Face à la crise, Nicolas Sarkozy gauchise son discours

source: reuters

Attaque contre le capitalisme financier, rôle de l'Etat, refus d'envisager une politique d'austérité: face à la crise financière internationale, Nicolas Sarkozy a gauchisé son discours.

Dans une intervention de 45 minutes devant environ 4.500 personnes, au Zénith de Toulon, le président de la République s'est efforcé sur un ton gaullien et volontariste de rassurer sans affoler et de convaincre qu'il était aux commandes.

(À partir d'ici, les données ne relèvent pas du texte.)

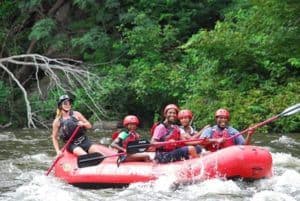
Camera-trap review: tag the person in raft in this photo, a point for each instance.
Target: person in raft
(186, 130)
(220, 135)
(64, 125)
(126, 136)
(168, 131)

"Si j'ai voulu m'adresser ce soir aux Français, c'est parce que la situation de notre pays l'exige", a-t-il dit en tenant un langage que n'aurait pas renié plus d'un dirigeant de gauche pour répondre aux inquiétudes qu'elle suscite en France.

"Je mesure la responsabilité qui est la mienne dans les circonstances exceptionnelles ou nous nous trouvons."

Il a rompu avec le discours lénifiant sur l'impact de la crise en France tenu par la ministre de l'Economie Christine Lagarde -- présente à Toulon avec le Premier ministre François Fillon et une demi-douzaine d'autres membres du gouvernement.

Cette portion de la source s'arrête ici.